“It is perfectly human to cry,” Jo said, feeling completely lost. “Even for a gentleman.”
Sainted John chuckled wetly. “Not about that, my dear,” he said, and motioned for me to sit by him on the sofa. “I… I have done something.”
“Well, what is it?” Jo asked, exasperated.
“I… I…” He clung to Meg’s hand until his knuckles turned white. “Your sister was aware of my doings, and gave her heartfelt blessing to them, but now that I am about to tell you, I see that she is silent. The task falls to me.”
For him to express a slight criticism of Meg, even in jest, the situation must be dire indeed. Jo grit her teeth, bracing herself.
“Tell me,” she said.
And he did.
Dear Beth,
You are never going to believe what the sweet, idiotic man our sister married has done.
He took all those letters I have been writing to you to a publisher, without even telling me. Of course, he did not take any personal letters, not like this one, containing my news and personal… musings. He had Meg look through all those letters I write to you at midnights, the ones where I pour out all my grief and hope and longing.
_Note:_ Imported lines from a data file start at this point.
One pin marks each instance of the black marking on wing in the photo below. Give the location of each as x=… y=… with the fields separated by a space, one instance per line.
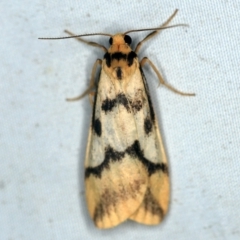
x=134 y=151
x=136 y=105
x=152 y=114
x=110 y=155
x=147 y=126
x=97 y=126
x=109 y=104
x=151 y=205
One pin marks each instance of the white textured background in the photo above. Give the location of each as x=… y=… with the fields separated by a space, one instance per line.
x=43 y=137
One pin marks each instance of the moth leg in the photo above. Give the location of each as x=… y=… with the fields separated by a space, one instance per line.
x=87 y=42
x=161 y=80
x=92 y=84
x=150 y=35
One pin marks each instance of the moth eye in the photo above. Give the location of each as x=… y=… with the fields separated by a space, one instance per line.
x=127 y=39
x=110 y=40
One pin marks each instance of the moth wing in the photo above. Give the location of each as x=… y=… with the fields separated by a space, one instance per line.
x=116 y=181
x=156 y=199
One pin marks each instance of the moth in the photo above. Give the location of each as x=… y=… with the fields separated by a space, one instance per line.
x=126 y=169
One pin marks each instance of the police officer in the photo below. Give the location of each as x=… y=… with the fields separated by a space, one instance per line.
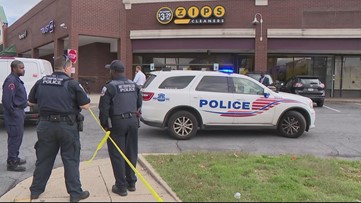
x=14 y=101
x=119 y=105
x=60 y=100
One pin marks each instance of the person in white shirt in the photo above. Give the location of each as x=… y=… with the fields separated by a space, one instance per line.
x=139 y=77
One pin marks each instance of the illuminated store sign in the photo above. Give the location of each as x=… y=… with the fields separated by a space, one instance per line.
x=191 y=15
x=23 y=35
x=48 y=28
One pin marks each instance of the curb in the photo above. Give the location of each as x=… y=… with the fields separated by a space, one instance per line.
x=145 y=164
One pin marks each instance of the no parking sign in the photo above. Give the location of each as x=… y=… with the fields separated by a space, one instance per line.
x=72 y=54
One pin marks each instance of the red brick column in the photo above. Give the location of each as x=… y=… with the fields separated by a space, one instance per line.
x=260 y=50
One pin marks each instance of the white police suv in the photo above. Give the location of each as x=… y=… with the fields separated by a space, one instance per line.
x=185 y=101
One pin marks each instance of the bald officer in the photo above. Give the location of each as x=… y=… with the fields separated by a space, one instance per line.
x=14 y=101
x=120 y=102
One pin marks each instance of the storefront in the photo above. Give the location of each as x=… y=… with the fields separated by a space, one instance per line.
x=284 y=38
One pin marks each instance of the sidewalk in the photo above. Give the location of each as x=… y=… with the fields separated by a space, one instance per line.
x=96 y=177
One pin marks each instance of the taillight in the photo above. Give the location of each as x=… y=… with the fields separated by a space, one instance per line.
x=297 y=84
x=147 y=96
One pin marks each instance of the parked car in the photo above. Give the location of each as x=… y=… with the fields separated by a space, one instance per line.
x=272 y=85
x=185 y=101
x=308 y=86
x=35 y=69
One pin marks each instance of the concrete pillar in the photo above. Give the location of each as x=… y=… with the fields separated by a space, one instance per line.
x=260 y=50
x=58 y=48
x=74 y=44
x=34 y=53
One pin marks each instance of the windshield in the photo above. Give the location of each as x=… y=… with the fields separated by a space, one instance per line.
x=257 y=76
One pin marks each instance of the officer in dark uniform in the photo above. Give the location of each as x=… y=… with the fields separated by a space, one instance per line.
x=60 y=100
x=120 y=102
x=14 y=101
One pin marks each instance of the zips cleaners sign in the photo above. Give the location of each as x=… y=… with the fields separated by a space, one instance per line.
x=191 y=15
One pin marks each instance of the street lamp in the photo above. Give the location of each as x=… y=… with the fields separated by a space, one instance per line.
x=255 y=22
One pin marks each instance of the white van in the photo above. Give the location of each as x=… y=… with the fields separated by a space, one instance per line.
x=35 y=69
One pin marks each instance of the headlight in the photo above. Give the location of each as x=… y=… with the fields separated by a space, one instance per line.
x=310 y=104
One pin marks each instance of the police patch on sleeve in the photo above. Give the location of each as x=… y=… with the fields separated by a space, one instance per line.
x=103 y=91
x=11 y=86
x=81 y=87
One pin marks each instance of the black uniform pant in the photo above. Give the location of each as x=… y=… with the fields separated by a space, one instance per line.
x=53 y=136
x=14 y=125
x=125 y=133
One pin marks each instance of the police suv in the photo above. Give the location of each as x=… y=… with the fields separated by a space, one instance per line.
x=185 y=101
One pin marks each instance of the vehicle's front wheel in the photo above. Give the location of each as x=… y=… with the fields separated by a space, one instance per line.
x=320 y=103
x=182 y=125
x=292 y=124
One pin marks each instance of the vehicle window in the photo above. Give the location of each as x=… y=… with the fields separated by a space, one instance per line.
x=177 y=82
x=245 y=86
x=213 y=84
x=289 y=83
x=31 y=72
x=309 y=81
x=149 y=80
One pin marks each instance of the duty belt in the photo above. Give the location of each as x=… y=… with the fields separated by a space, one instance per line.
x=56 y=118
x=124 y=115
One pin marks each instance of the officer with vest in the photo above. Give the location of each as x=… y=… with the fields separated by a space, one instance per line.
x=119 y=106
x=14 y=101
x=60 y=100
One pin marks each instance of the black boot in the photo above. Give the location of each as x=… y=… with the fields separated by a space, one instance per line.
x=13 y=165
x=21 y=161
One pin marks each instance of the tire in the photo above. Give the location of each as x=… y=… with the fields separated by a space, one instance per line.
x=320 y=103
x=182 y=125
x=292 y=124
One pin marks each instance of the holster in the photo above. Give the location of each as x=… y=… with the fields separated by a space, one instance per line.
x=80 y=121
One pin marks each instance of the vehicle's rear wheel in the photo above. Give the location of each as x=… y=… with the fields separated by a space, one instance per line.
x=292 y=124
x=320 y=103
x=182 y=125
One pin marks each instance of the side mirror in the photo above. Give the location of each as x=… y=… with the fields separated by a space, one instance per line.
x=266 y=94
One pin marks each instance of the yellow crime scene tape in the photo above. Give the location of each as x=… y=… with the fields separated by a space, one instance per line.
x=100 y=145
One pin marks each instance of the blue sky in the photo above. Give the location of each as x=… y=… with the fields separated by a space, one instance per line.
x=14 y=9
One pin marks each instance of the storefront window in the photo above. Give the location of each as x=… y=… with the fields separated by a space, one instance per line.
x=351 y=79
x=195 y=61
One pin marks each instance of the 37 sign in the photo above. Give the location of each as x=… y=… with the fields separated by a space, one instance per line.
x=192 y=15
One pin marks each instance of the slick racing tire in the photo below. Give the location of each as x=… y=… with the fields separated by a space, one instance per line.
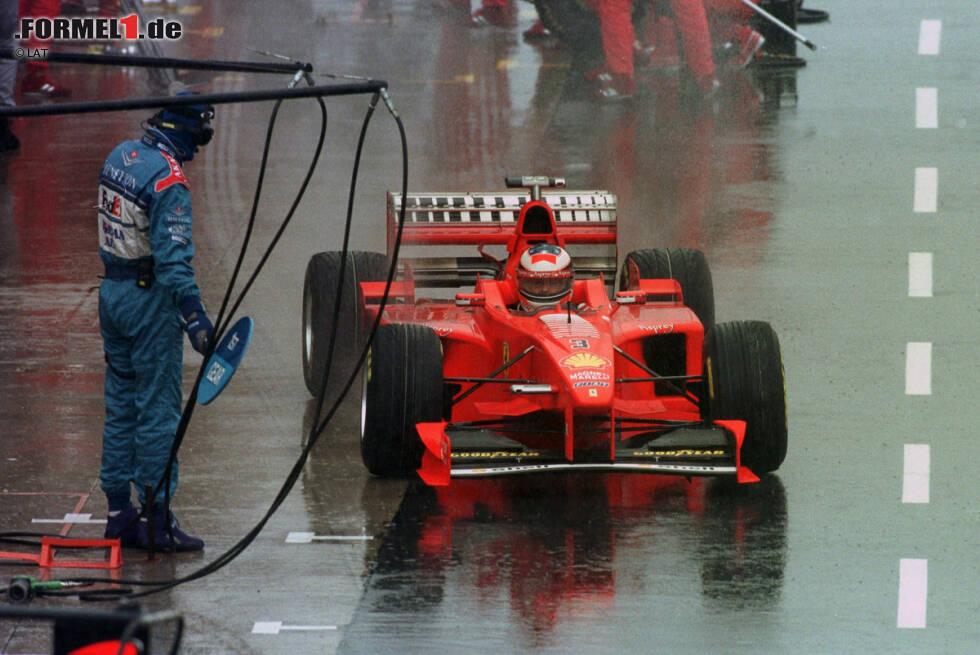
x=743 y=367
x=319 y=296
x=402 y=385
x=689 y=267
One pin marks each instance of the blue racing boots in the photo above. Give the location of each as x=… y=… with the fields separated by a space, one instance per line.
x=163 y=534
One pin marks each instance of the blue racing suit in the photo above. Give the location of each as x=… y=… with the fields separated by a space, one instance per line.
x=145 y=243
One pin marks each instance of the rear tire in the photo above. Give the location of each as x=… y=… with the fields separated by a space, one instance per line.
x=744 y=370
x=689 y=267
x=402 y=386
x=319 y=296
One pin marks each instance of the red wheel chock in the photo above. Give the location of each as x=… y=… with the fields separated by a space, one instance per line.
x=50 y=544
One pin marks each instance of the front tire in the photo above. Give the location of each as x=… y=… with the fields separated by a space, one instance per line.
x=319 y=297
x=743 y=367
x=402 y=386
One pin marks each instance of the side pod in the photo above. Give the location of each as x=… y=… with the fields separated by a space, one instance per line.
x=436 y=458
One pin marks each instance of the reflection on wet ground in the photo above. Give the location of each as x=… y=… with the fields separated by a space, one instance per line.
x=540 y=560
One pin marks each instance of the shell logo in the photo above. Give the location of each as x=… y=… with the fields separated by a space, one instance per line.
x=584 y=360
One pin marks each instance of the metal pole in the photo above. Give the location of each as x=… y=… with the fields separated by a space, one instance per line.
x=786 y=28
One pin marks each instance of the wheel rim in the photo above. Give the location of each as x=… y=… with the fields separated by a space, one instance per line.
x=308 y=332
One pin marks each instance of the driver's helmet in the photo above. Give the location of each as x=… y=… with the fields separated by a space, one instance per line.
x=544 y=276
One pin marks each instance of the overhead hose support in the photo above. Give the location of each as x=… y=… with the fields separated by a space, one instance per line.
x=378 y=88
x=168 y=62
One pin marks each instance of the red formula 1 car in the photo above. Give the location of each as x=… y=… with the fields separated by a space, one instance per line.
x=474 y=385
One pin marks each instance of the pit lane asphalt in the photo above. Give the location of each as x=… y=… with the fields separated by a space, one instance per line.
x=806 y=213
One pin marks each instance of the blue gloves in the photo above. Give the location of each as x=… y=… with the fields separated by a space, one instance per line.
x=197 y=325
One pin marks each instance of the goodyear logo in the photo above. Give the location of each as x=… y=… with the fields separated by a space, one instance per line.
x=584 y=360
x=493 y=454
x=678 y=453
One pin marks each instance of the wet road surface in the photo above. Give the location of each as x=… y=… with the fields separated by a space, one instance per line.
x=816 y=213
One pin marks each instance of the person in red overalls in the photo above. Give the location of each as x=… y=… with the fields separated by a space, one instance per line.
x=696 y=23
x=36 y=79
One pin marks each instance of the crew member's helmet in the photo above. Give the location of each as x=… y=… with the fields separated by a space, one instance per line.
x=544 y=276
x=186 y=126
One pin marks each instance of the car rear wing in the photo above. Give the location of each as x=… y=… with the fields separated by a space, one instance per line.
x=488 y=218
x=454 y=272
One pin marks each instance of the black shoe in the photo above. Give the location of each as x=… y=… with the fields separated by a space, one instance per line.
x=124 y=526
x=166 y=537
x=8 y=140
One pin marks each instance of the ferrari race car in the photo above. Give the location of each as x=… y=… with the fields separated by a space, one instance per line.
x=475 y=384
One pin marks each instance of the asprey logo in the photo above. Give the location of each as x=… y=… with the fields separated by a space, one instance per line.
x=584 y=360
x=61 y=28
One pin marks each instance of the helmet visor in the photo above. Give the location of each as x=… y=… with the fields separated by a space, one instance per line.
x=544 y=287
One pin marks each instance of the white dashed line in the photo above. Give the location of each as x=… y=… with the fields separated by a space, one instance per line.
x=309 y=537
x=926 y=108
x=913 y=583
x=72 y=518
x=920 y=275
x=926 y=190
x=918 y=368
x=929 y=33
x=915 y=480
x=275 y=627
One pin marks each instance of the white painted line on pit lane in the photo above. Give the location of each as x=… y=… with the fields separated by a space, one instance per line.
x=275 y=627
x=309 y=537
x=915 y=480
x=926 y=190
x=918 y=368
x=920 y=275
x=929 y=33
x=72 y=518
x=913 y=583
x=926 y=108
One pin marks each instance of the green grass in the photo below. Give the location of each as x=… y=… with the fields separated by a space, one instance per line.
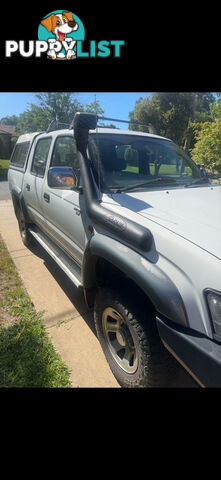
x=27 y=356
x=4 y=163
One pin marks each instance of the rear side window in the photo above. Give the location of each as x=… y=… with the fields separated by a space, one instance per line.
x=20 y=154
x=40 y=156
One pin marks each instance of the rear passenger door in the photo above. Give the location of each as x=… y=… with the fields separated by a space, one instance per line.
x=34 y=179
x=63 y=207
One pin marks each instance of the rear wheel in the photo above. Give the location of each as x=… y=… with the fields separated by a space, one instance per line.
x=129 y=337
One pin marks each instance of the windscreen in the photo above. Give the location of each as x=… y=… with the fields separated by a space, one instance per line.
x=120 y=161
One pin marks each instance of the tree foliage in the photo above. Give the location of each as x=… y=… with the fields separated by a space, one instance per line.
x=207 y=147
x=171 y=114
x=52 y=106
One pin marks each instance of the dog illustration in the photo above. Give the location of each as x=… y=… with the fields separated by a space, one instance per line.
x=60 y=25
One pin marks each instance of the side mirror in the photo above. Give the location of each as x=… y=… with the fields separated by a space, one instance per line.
x=61 y=177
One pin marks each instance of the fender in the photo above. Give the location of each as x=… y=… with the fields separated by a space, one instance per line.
x=149 y=277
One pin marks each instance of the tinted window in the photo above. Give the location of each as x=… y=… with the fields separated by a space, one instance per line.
x=65 y=154
x=125 y=160
x=40 y=156
x=20 y=154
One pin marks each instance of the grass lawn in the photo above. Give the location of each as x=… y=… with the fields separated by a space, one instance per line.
x=27 y=356
x=4 y=163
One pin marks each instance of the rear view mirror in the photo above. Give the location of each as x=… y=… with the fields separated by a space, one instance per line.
x=62 y=177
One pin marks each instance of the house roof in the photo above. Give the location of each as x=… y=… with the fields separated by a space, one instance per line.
x=8 y=130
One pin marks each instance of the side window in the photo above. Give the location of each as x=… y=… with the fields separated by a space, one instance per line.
x=40 y=156
x=65 y=154
x=19 y=154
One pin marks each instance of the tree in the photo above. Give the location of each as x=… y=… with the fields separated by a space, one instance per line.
x=207 y=149
x=9 y=120
x=171 y=114
x=52 y=106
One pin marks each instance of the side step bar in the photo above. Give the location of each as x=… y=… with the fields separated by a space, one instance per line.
x=71 y=269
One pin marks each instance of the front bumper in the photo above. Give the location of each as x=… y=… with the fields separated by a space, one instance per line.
x=200 y=355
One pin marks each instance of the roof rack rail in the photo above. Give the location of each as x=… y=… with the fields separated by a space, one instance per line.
x=150 y=127
x=55 y=125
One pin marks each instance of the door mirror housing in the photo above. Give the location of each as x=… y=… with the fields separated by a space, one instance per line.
x=61 y=177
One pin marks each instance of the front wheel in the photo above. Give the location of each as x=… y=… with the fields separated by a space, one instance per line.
x=128 y=334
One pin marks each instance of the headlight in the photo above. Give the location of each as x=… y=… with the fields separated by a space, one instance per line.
x=214 y=303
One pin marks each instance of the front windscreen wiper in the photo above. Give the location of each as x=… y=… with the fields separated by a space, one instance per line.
x=142 y=184
x=198 y=182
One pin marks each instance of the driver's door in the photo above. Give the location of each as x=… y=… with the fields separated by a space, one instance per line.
x=64 y=208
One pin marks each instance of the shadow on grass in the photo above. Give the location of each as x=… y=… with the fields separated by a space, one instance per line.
x=27 y=357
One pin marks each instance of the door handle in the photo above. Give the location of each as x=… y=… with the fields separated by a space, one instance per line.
x=77 y=210
x=46 y=197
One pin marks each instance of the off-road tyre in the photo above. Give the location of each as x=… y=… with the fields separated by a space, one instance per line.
x=26 y=236
x=154 y=366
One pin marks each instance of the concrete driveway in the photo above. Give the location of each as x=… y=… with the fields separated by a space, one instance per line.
x=66 y=318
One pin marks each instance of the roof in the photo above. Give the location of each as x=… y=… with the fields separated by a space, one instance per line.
x=126 y=132
x=8 y=130
x=29 y=136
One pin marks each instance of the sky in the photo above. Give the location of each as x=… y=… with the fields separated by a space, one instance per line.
x=114 y=104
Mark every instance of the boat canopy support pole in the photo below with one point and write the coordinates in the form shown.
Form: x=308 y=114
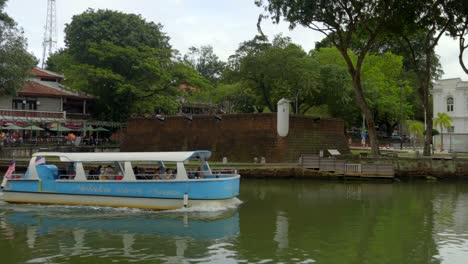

The ones following the little light.
Together, Meg and Sainted John scrapped any personal information from them, like my name, and are getting them published. John says they help him tremendously—I have been reading them out loud to him and Meg every evening.
It turns out, the publisher loved them so much, he wants to publish them in a bound book! Can you believe it? Apparently, he wants the book to circulate by Christmas (impossible, I know), and thus it was very urgent that John speak to me this very evening. He was scared to death of my reaction.
I was delighted.
I am delighted. I am sort of frightened of course, at the idea of so many eyes perusing my innermost thoughts, but there is always the hope that the book won’t sell. On the other hand, if it does sell, as the publisher seems to believe, if it sells a lot of copies, itmight help more people through grief dark such as mine.
I cannot object to that.
The only thing that makes me sad is that, no matter how many copies they sell, my writing will never reach the one person I really want to help, our brother. No one can reach him now.
Things are going well, Beth. Really well.
I am no longer alone, and maybe in a month or two, I will have a book published. Soon, there will be nieces and nephews, judging by the way our sister and her husband look at each other.
Laurie’s absence will forever be a gaping hole in my heart, but the rest of me is growing. I hope that eventually that hole is not the only thing that exists in my heart.
The book is going to be titled ‘Dear Beth’.
Eternally,
Your sister
twenty-one
In the new year, a letter arrived from Paris, from Amy.
Dear Jo,
Forgive me.
I have betrayed you.
-Amy.
“What does it say?” asked Meg, seeing the frown on Jo’s face. “It looks uncharacteristically short for our sister.”
They were in the breakfast parlor, eating jam and scones. The first snow of the new year was starting to powder the grounds outside the frosty window, and Sainted John stood to feed the fire, because he saw his wife slightly shiver.